Eski Genelkurmay Başkanı Hilmi Özkök "Madem Ayışığı ve Yakamoz'dan haberdardınız, bunların bilgisayar slaytlarını gördünüz, öyleyse neden sorumluları yargılamadınız?" şeklindeki sorulara muhatap kalıyor. Sanki Türkiye'de hiç darbe ortamları yaşamadık, tabandan gelen o kalkışmanın zirvedeki sağduyulu insanları nasıl silip süpürdüğünü görmedik. Ayışığı ve Yakamoz, 1970'lerdeki 9 Mart kalkışmasını andırıyordu. Askersivil işbirliğiyle, ulusalcı, solcu, antiemperyalist, Batı'ya kapalı, içine dönük bir iktidar kurmaktı hedef. 12 Mart döneminin Genelkurmay Başkanı Memduh Tağmaç, o dalgayı bastırabilmek için, 12 Mart'ta Adalet Partisi iktidarına karşı muhtıra vermek zorunda kalmıştı. Daha geriye gidelim... 27 Mayıs'ta, darbeciler, Genelkurmay Başkanı Rüştü Eldelhun'un apoletlerini söküp, komutanlarını Yassıada'ya göndermişlerdi.

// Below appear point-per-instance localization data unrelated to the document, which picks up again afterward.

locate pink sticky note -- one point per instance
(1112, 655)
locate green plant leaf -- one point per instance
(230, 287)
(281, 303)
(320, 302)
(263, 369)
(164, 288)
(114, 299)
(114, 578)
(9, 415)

Orgeneral Hilmi Özkök, ordu içindeki darbeci komutanları yargılamaya kalkışsaydı, onların medya içindeki müttefikleri kimbilir nasıl kıyamet koparırdı? Bilgisayar çıktısı Ayışığı ve Yakamoz slaytları, Dursun Çiçek'in yazdığı söylenen belgeyle aynı muameleye maruz kalmaz mıydı? İsmi verilmeyen komutanların seçme gazetelerde açıklamaları yayınlanır, genç subaylar rahatsızlıklarını dile getirir, "TSK'yı zayıflatmak isteyen" Hilmi Özkök de, iktidar işbirlikçisi ilân edilirdi.
Darbe meselesi, Nisan 2007'de, Özden Örnek'in günlükleri Nokta dergisinde yayınlanınca ciddiyet kazandı; delillendirilebildi. O tarihte, Hilmi Özkök, emekli olmuştu.